Les Mormons illustrent le conflit suivi d’un modus vivendi avec la société mais leur cas est différent des précédents car ils furent violemment persécutés. Chassés de l’Etat de New York où les premiers disciples se réunirent autour de Joseph Smith, ils se transportèrent dans l’Ohio et dans le Missouri pour établir une Nouvelle Jérusalem.

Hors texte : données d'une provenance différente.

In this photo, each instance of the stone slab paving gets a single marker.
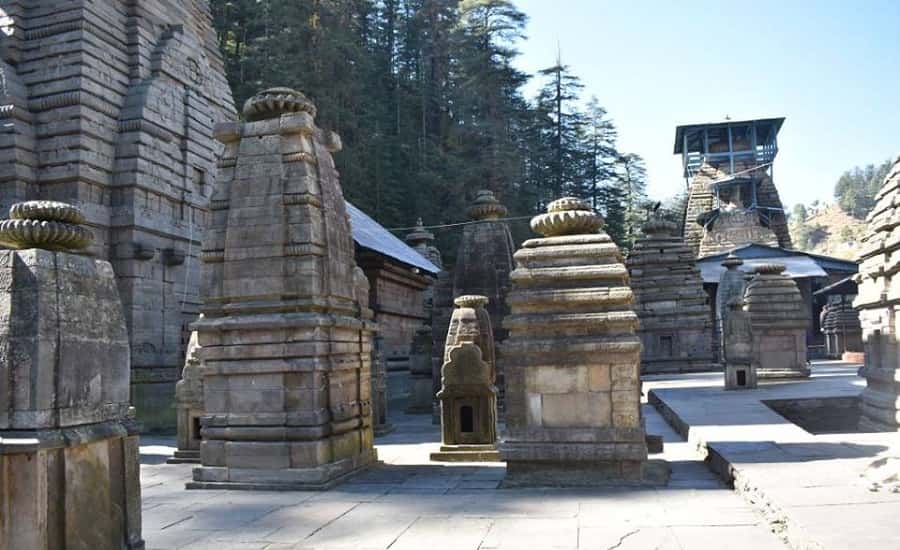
(411, 503)
(809, 486)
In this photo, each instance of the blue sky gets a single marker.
(831, 68)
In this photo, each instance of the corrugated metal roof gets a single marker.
(795, 267)
(370, 234)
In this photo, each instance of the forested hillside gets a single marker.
(430, 107)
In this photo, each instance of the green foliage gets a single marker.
(856, 189)
(430, 107)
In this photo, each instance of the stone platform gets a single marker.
(809, 486)
(412, 503)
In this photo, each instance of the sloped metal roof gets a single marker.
(368, 233)
(795, 267)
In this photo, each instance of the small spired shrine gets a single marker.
(732, 199)
(68, 441)
(484, 261)
(841, 328)
(573, 358)
(675, 329)
(779, 320)
(468, 395)
(189, 406)
(286, 348)
(732, 284)
(737, 347)
(878, 302)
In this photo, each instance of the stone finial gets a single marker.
(566, 216)
(45, 224)
(659, 227)
(486, 207)
(732, 262)
(275, 102)
(770, 269)
(419, 234)
(471, 300)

Là, attaqués physiquement par la population, ils se dirigèrent en 1839 vers l’Illinois où ils fondèrent la ville de « Nauvoo » à partir d’une petite bourgade qui atteignit 10 000 habitants avec 3 000 autres dispersés dans des villages proches grâce à l’arrivée de fidèles (certains venaient d’Angleterre). Des groupes antimormons se formèrent, Joseph Smith fut arrêté et incarcéré dans la prison de Carthage, une localité proche de Nauvoo où une bande incontrôlée l’assassina (1844). Sous l’impulsion de son successeur Brigham Young, les Mormons fuirent vers Salt Lake City où ils construisirent une ville puis essaimèrent dans l’Utah et aux alentours.
Les Mormons furent persécutés pour plusieurs raisons. La première est la polygamie qui contrevenait aux lois et aux principes moraux de l’Amérique. La polygamie ne pouvait être reconnue légalement puisque l’Utah n’était pas un État.
La législation antipolygamique américaine fut renforcée, des époux polygames furent emprisonnés, les biens de l’Eglise furent confisqués.
La deuxième est la revendication politique. L’Eglise mormone souhaitait disposer d’une large autonomie politique sur l’Utah dont elle voulait, selon Gillette, faire une Église-nation 27. On sait que Joseph Smith voulait être candidat à la présidence des États-Unis. Il recommandait l’abolition de l’esclavage.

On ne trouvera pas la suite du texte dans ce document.